Dr. Nogareda says it’s market force versus equity.
“In the U.S., health care is driven by market forces, so it’s really who has money to pay,” he says. “In Canada, it’s more equitable, but it’s also more political in the sense that regions with higher populations have the most poll for the distribution of resources.”
And, as Dr. Nogareda puts it, political will, or lack thereof, has many motivating factors.
These larger city centres seem to use their votes not only to monopolize life-saving technological medical advances like cardiac catherization labs, but also to ensure that their fee for service isn’t diminished by a reduced number of heart attack patients being transferred in from the rest of Alberta.

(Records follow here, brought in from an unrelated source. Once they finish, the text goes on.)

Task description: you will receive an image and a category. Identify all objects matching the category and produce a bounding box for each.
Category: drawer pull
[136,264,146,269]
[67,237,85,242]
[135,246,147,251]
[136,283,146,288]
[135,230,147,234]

In view of the overwhelming scientific evidence favoring angioplasty and its benefits, the ability of this SCN to decide against saving lives and provincial funds is incredibly frustrating when considering it is made up in part by cardiologists just like Dr. Nogareda.
“The physicians in RDRH have the same caliber of training as in Edmonton and Calgary,” says Dr. Nogareda. “A similar quality of care could be delivered here if we were given the same resources.”
This continually frustrating scenario complicates the healing process for someone like Ken Johnston and confounds the reasons why someone like Dr. Nogareda entered medicine at all.
To continually encounter road blocks in any profession is frustrating, but when the road block is saving another human being’s life, the mental trauma it can take on a physician should not be understated. Physician depression and suicide rates in the U.S. are extremely concerning, and it isn’t just because these medical professionals are required to have the above average emotional intelligence needed to maintain a sense of normalcy concerning matters of life and death. It’s in part because of their frustrations with a medical system that continually blocks them from practicing standard medicine in the way they know their communities need it most.
“Many times, I cannot sleep at night,” says Dr. Nogareda. “Every time I face a heart attack patient, it refreshes my memories and frustrations for everything we’ve done. Collecting data, writing papers, talking to people, meetings after meetings, and you face this situation again and again. This is deeply frustrating. To the point of anger.”
But no matter how irrational it is that for sheer profit, people would prevent a population whose leading cause of death is heart attack from obtaining life-saving technologies, or deliberately inflate the cost of a Hepatitis-C drug because of its rare healing effects, it is a reality that we must choose to accept and learn from in order to change.
“As far as I know, perpetual discussion has been going on for a decade,” says Kaniz Shafiq. “I want decisive and immediate action.”
Evidently it is possible that, in Canada, where you don’t start recovery from a heart attack with a bill for $10,000, that politics still get in the way of providing integrative, cost-effective, equitable care for all.
Should Americans listen to Vice President Mike Pence who joked with the people of Alaska that he needn’t remind them “about the failings of national socialized healthcare?”
Or Sanders, when he encouraged us to “look all over the world and…ask the hard questions. Is it working better there? What can we do to make our system better?”
As Dr. Nogareda points out, we can look at many other countries with national health systems that seem to work so well, but often those countries have a smaller population and thus, a smaller demand for services and resources.
“It’s easier with a rich country with a relatively small population,” he said in reference to the much-lauded health care system in Denmark. “But apply that same concept in India or China and it’s a different story when you need to cover billions of people. Even a country that’s considered first-world still has inequalities based on politics and other factors that deter equitable care in the U.S. and Canada.”